Disclaimer: I own nothing but the plot!


I've been watching you. It started so long ago too. Before you panic, I'm not stalking you. Actually, I work with you. I see you every day in that bloody lab at least once and every accidental touch drives me wild. So I'm not a stalker, Nick. I'm just in love with you against my own (no longer iron hard) will.

I resisted it at first. I didn't want to believe that I was falling for you. You're not really my usual type. But the way you smile melts me in my shoes every time. It didn't really take very long. I fell head over high tops.

That won't help you by the way. I checked. No one in our lab ever wears high tops. No easy scene for you, sorry.

It took a long time for me to call it love. I thought I could get over you, that maybe it was just a crush. But it's been seven years. And every time I see you I still get that weird thing called butterflies in my stomach. My throat is always dry. You still make me fidgety; not that I've let it be noticeable. What is it about you?

Don't answer that. I can answer it for my self without even having to stop and think. The answer is that it's everything about you. It's your smile and your eyes and your hands and your determination. It's the way you laugh and the way you walk and the way you always start what you finish. It's how you can make my day without even knowing what you've done, or how you did it. That's what it is.

And yet here I am at a computer alone typing a random love note and it's everything I've wanted to tell you the whole bloody time and I can't even say it to your face.

I'm going to make this as hard as I can for you. And it's because as much as I want you to know who I am, that's how much I don't want you to know who I am. I'm just that scared of telling you.
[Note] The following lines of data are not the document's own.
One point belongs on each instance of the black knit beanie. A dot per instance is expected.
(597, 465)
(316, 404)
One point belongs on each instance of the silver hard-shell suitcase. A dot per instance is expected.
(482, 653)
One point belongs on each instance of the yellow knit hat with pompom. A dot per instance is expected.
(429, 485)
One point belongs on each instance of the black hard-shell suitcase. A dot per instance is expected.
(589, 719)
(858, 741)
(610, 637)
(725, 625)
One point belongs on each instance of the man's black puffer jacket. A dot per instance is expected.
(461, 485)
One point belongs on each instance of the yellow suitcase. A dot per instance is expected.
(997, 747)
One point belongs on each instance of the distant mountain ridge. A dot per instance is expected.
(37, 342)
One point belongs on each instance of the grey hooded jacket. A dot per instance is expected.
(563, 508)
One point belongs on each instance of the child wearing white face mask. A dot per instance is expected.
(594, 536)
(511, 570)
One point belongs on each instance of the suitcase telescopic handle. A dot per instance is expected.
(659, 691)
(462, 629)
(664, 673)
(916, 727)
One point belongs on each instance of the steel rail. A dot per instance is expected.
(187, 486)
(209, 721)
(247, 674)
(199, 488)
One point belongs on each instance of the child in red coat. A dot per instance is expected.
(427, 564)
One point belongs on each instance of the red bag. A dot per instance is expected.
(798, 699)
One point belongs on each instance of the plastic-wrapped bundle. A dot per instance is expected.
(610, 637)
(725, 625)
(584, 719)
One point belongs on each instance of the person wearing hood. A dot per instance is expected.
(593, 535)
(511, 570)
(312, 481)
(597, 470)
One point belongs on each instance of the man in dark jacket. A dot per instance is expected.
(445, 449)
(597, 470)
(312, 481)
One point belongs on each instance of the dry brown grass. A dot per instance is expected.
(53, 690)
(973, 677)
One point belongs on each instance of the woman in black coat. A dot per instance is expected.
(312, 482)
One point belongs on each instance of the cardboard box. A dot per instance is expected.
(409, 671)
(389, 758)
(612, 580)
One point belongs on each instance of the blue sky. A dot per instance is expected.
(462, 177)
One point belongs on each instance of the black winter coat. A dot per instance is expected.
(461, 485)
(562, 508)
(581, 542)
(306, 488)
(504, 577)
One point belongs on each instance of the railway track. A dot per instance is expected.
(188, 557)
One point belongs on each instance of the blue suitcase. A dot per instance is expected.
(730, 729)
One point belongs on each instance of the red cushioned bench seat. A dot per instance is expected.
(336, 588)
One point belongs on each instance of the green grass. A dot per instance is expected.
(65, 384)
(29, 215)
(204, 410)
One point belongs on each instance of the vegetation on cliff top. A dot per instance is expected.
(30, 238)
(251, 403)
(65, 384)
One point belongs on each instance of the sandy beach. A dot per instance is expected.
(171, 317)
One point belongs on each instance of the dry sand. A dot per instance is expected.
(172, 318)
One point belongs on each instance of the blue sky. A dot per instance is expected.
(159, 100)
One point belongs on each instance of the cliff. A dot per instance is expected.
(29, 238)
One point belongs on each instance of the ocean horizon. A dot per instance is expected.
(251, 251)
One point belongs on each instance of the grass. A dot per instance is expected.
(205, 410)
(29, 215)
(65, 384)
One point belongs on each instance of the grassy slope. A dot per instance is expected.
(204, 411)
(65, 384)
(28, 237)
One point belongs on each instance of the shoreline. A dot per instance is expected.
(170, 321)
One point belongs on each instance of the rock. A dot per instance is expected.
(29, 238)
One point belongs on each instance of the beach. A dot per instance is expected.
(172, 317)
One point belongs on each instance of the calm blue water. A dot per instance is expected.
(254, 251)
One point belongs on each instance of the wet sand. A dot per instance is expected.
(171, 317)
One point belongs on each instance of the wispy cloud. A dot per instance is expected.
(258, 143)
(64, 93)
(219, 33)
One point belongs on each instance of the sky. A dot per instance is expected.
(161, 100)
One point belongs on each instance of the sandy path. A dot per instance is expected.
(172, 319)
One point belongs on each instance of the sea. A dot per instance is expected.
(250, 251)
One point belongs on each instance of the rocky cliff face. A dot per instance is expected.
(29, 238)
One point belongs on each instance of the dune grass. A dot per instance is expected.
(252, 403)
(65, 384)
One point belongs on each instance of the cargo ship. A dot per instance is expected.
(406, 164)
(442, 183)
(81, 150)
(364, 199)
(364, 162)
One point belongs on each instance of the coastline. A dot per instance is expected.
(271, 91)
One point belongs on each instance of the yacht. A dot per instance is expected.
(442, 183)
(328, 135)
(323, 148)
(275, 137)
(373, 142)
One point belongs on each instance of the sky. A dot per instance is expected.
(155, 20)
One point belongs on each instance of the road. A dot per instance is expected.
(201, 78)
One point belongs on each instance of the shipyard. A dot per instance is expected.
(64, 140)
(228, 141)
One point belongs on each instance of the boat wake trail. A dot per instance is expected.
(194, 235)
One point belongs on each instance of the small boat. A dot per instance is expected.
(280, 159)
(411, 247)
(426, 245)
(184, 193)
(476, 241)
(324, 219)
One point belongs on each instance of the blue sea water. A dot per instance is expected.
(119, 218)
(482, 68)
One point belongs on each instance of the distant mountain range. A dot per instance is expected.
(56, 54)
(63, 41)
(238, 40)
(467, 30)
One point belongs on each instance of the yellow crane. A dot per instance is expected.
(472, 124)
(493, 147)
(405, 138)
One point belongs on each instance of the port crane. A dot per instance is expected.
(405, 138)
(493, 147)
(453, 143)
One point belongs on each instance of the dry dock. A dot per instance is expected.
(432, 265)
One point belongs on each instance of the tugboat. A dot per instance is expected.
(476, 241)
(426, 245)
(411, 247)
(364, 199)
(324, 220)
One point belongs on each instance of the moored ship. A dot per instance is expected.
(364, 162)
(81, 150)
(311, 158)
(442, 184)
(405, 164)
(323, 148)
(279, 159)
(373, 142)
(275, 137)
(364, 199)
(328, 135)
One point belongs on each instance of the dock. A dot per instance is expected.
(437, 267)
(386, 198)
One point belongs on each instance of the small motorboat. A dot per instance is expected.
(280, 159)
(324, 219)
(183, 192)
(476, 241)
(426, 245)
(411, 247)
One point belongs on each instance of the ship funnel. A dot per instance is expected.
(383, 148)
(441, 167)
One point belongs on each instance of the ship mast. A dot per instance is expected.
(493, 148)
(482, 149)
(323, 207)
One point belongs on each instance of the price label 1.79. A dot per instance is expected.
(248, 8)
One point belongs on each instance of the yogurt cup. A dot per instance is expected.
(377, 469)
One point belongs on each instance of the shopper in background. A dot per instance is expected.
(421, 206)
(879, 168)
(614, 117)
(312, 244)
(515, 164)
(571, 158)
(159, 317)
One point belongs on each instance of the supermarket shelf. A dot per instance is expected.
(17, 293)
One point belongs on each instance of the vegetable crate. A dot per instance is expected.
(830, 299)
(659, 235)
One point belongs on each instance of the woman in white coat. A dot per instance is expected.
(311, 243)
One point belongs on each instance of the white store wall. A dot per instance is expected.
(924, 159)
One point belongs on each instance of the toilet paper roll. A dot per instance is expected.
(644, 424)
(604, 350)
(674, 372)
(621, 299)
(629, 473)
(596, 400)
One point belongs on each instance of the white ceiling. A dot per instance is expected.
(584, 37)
How sad.

So I've typed it, so that you can't match the handwriting. I've used gloves so you won't find any fingerprints. And I've shaved off the bottom inch of this paper, so you can't trace it to a printer. As much as I hope you figure it out, I have to admit a part of me holds out hope that you won't.

A very small part.

Find me soon. Or I might have to pull a trigger that I'm not even holding. Or don't find me. So that I can…who are we kidding? I can't get over you. Damn it Nick just figure it out already so you can reject me!